A boy, a winged boy.
A sense of dread fell over Sacora as surely as if the innkeeper had just spelled out her own doom.
Or rather, the moth boy's.
"No..." She ran down the stairs, much to the surprise of her hosts, regardless of the fact that she was leaving all her things up in her room, and running about barefoot in only a nightdress at that. She tried the front door of the inn--with no luck--and forced her way through a relatively easy back door in the kitchen instead. Her hosts were yelling and making a big commotion back inside the building, but she ignored them and ran all the way through the town, to the slowly opening gate and the eager group of armed men preparing for a hunt. She had to warn the moth boy...to get him out of danger...anything but let him be hunted!

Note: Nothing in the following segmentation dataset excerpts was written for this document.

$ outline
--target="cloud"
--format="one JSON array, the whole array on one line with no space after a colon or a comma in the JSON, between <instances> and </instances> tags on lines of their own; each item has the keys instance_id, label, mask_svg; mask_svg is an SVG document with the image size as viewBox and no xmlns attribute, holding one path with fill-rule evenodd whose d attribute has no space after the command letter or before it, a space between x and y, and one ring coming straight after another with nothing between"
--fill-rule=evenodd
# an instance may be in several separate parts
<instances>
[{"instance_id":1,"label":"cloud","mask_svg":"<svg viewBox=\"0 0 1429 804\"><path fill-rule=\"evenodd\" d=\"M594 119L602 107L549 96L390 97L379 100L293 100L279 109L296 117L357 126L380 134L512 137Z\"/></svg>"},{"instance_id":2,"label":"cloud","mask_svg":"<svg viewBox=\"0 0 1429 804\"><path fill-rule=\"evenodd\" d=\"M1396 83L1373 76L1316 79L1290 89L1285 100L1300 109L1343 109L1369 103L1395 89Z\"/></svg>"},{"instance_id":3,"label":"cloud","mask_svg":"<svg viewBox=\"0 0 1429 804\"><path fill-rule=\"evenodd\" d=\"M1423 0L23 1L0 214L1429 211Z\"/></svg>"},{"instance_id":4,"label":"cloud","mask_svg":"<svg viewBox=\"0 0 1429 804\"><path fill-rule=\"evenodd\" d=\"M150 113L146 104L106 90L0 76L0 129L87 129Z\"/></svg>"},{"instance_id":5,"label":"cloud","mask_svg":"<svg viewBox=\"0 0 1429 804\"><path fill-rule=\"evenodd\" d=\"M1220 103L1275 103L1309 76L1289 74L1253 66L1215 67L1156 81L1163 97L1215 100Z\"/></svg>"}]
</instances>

"Stop!" she was calling out to the people. They barely noticed her, caught up as they were in their own reverie. "Stop, you're making a big mistake! The boy does not need to be hunted--he needs to be helped!"
Some people heard her and the news of what she'd said spread through their group like wildfire. The men paused a moment to regard her; in confusion, in awe, in suspicion, in growing rage. If she could stop the hunt before it even started, all the better...if not...well, she still remembered the path back to that dry forest clearing. Hopefully the moth boy wouldn't be there. She could only pray.